For five years straight, Nvidia’s GTX 1060 was the most popular graphics card for gamers. But now, AMD might be able to match it with only integrated graphics.
Fresh information around AMD’s upcoming desktop APUs, specifically the Ryzen 5 8600G, has emerged to give us a fair idea of how the upcoming processor and integrated graphics could shape up. Recently leaked Geekbench benchmark scores not only offer a performance metric, but the listing also reveals crucial specifications about the upcoming chip.
The upcoming Ryzen 5 8600G could arrive with the Radeon 760M integrated graphics chip clocked at 2.8GHz and featuring eight compute units and 512 GPU shader cores. Paired with two sticks of 16GB DDR5-6000 memory, the 8600G achieved a score of 30,770 points in the Vulkan benchmark, while in the OpenCL test, it scored 24,842 points.
As pointed out by Tom’s Hardware, benchmark scores of the Radeon 760M are almost as good as Nvidia’s GeForce GTX 1060. Granted that the GTX 1060 launched almost seven years ago, but it is important to note that AMD has managed to deliver the same performance using significantly less power. Essentially, it would mean this integrated GPU will be capable of running certain modern games at 1080p at 60 frames per second (fps), which would be very impressive.
For many years, the GTX 1060 was the standard bearer for entry level PC gaming, topping the Steam survey charts from 2017 to 2022. It would be a massive win for AMD to deliver graphics at this level, but we’ll have to wait for more official information before we know what its capabilities are for sure.
The benchmark listing also confirms that the upcoming Ryzen 5 8600G may feature six cores, 12 threads, and a boost clock of 4.996GHz. This is almost the same configuration as the Ryzen 5 7600, with the only difference being the lower boost clock speed.
It is also expected that the Ryzen 7 8700G will be making use of AMD’s Radeon 780M, which could deliver up to 50% better performance. While we don’t have a confirmed date or release schedule for the upcoming Ryzen 8000G series of desktop processors, Gigabyte spilled the beans about it in November.
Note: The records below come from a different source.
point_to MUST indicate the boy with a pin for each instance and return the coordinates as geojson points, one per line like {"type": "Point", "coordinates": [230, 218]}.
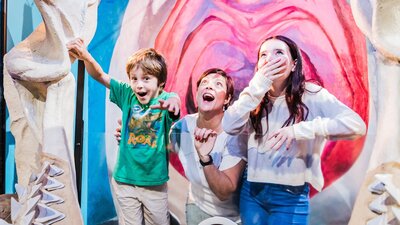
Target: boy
{"type": "Point", "coordinates": [141, 171]}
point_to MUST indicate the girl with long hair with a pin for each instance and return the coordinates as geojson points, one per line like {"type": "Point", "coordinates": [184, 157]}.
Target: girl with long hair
{"type": "Point", "coordinates": [289, 121]}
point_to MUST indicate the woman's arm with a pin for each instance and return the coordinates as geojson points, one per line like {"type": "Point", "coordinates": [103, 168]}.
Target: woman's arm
{"type": "Point", "coordinates": [224, 183]}
{"type": "Point", "coordinates": [335, 120]}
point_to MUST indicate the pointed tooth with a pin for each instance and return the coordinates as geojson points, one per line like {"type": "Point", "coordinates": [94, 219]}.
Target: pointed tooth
{"type": "Point", "coordinates": [15, 209]}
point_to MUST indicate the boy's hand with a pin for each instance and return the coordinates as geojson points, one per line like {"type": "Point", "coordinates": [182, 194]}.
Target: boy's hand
{"type": "Point", "coordinates": [204, 141]}
{"type": "Point", "coordinates": [77, 49]}
{"type": "Point", "coordinates": [172, 104]}
{"type": "Point", "coordinates": [117, 133]}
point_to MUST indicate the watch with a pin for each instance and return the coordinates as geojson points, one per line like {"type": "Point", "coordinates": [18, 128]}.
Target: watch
{"type": "Point", "coordinates": [209, 162]}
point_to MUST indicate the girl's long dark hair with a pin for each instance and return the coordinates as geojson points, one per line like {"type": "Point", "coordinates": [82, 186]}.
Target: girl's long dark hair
{"type": "Point", "coordinates": [294, 91]}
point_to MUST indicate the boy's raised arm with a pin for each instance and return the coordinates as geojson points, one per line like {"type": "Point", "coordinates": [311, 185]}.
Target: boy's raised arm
{"type": "Point", "coordinates": [78, 50]}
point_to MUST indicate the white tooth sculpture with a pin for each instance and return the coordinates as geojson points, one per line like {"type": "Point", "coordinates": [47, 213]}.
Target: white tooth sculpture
{"type": "Point", "coordinates": [377, 187]}
{"type": "Point", "coordinates": [379, 220]}
{"type": "Point", "coordinates": [39, 90]}
{"type": "Point", "coordinates": [379, 22]}
{"type": "Point", "coordinates": [34, 200]}
{"type": "Point", "coordinates": [391, 189]}
{"type": "Point", "coordinates": [396, 213]}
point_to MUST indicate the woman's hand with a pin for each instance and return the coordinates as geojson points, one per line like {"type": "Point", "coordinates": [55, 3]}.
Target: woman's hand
{"type": "Point", "coordinates": [274, 68]}
{"type": "Point", "coordinates": [204, 140]}
{"type": "Point", "coordinates": [277, 138]}
{"type": "Point", "coordinates": [117, 133]}
{"type": "Point", "coordinates": [77, 49]}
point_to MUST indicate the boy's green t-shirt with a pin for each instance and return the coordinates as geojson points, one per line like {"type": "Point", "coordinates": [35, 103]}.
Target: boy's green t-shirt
{"type": "Point", "coordinates": [142, 157]}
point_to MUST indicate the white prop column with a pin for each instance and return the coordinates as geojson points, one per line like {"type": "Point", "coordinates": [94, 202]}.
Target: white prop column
{"type": "Point", "coordinates": [377, 202]}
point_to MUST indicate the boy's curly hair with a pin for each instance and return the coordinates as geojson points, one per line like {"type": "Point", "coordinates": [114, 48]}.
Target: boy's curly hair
{"type": "Point", "coordinates": [151, 62]}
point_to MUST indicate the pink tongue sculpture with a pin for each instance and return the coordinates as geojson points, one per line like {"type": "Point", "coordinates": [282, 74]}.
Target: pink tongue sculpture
{"type": "Point", "coordinates": [198, 35]}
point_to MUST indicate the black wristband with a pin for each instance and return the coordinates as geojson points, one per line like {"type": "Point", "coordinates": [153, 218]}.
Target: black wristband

Upon releasing a new AGESA beta BIOS for its X670, B650, and A620 motherboards last year, the company had accidentally mentioned the following in its announcement: “The forthcoming AM5 next-gen APU will be launched at the end of January 2024.” Since CES is just around the corner, we could see AMD making some sort of announcement there and eventually releasing the chips by the end of this month.